During advanced extension, the anterior femoral and patellar articular cams are dwelled which decreases potential FTPTV from that during midflexion. This occurs by bringing the patellar tendonretinacula structures closer to the anterior infra-patellar femoral-tibial non-load bearing calcified cartilage as well as menisci and inter-condylar notch synovium. Concomitantly, the hamstrings and gastrocnemius tendons move nearer to the posterior femoral-tibial condyles. Both events result in decreased noncontact femoral-tibial space. The posterior capsule-oblique popliteal ligament complex compresses the mobile soft tissues postero-centrally. Additionally, tough horizontal fibers of the popliteal fascia through their attachment to fibers of the fascia lata compress the posterior knee including the popliteal space. This occurs because fascia lata fibers that attach directly and indirectly to the proximal tibia anteriorly are taut at 0°. This spatial configuration causes compression of the articular space positioned between central rigid osseous structures and the peripheral circumferentially disposed musculotendinous, ligamentous and deep fascial structures. As a result, positive pressures develop in the articular space which includes structures within FTPTV as evidenced by outcurving of the patellar tendon (Figure 1b). Also, bulging occurs at the more elastic sites and especially where only deep fascia covers the mobile articular space fat. This is most evident in the medial and lateral parapatellar tendon regions (Figure 1a).

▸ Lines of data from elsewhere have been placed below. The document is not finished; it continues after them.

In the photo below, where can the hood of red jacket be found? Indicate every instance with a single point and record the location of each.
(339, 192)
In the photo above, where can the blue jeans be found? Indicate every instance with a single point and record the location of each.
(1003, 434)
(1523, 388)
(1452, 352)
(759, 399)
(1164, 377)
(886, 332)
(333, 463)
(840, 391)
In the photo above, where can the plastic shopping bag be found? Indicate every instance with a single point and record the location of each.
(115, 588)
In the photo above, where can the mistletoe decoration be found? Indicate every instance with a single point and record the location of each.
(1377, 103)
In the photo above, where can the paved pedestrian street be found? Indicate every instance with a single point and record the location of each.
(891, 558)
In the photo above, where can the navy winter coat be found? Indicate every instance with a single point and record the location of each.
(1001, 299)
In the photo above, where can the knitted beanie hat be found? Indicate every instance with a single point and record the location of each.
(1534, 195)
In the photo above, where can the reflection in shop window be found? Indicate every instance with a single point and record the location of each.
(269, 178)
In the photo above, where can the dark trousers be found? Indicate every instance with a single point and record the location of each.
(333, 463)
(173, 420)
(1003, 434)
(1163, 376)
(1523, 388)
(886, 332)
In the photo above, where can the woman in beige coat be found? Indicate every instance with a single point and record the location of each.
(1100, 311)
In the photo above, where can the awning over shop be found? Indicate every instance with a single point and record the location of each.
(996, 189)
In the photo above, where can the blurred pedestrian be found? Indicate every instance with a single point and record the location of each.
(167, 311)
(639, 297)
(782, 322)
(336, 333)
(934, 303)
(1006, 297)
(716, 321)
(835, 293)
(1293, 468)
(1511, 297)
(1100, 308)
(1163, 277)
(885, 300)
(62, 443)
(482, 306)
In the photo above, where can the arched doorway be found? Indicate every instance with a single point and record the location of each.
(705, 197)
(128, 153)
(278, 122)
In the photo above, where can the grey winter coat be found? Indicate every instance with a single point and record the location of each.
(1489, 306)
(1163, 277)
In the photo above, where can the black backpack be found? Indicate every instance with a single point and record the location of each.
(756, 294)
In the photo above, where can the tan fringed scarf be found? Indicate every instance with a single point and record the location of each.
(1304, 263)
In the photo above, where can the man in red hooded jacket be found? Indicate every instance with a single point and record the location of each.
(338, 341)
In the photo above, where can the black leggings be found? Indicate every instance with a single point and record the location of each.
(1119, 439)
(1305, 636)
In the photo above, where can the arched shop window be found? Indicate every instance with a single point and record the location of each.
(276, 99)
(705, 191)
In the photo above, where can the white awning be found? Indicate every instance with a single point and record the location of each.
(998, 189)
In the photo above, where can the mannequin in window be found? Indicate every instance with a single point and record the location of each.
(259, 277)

During advanced flexion, again the cams dwell, even though the anatomic configuration is different from that during advanced extension. In advanced flexion and extension, FTPTV is insufficient to contain the volume of patellar tendon fat pad plus synovial fluid at atmospheric pressure. This causes positive pressure within FTPTV structures, resulting in bulging of the parapatellar tendon regions during advanced flexion as during advanced extension (Figure 1e and a, respectively).
Gross synovial fluid and grossly dilated patellar tendon fat pad veins are discovered on MRI during midflexion, but not during advanced extension (Figure 2c and a, respectively). It is proposed that increase in FTPTV from advanced flexion and extension to midflexion is due to influx of plasma dialysate as synovial fluid and as infra-patellar fat pad venous and interstitial tissue engorgement. Efflux of these fluids occurs when pressures become positive during advanced flexion and extension.
An inverse relationship exists between soft tissue-synovial fluid pressure and FTPTV. Relatively high FTPTV during midflexion corresponds to negative gauge pressure and relatively low FTPTV during advanced extension corresponds to positive gauge pressure on a continuum basis during motion . Assessment of FTPTV with MRI during advanced flexion of 135º was not obtained due to insufficient chamber space at 135º. However, bulging of positive pressure at 0º was similar to bulging at 135º.
P = pressure of FTPTV
V2 = FTPTV (fat pad volume + synovial fluid volume)
C = constant
Effects of pressure variations
Proposed benefits of positive and negative pressures in the articular space include chondral cartilage nutrition, joint stability and vascular flow.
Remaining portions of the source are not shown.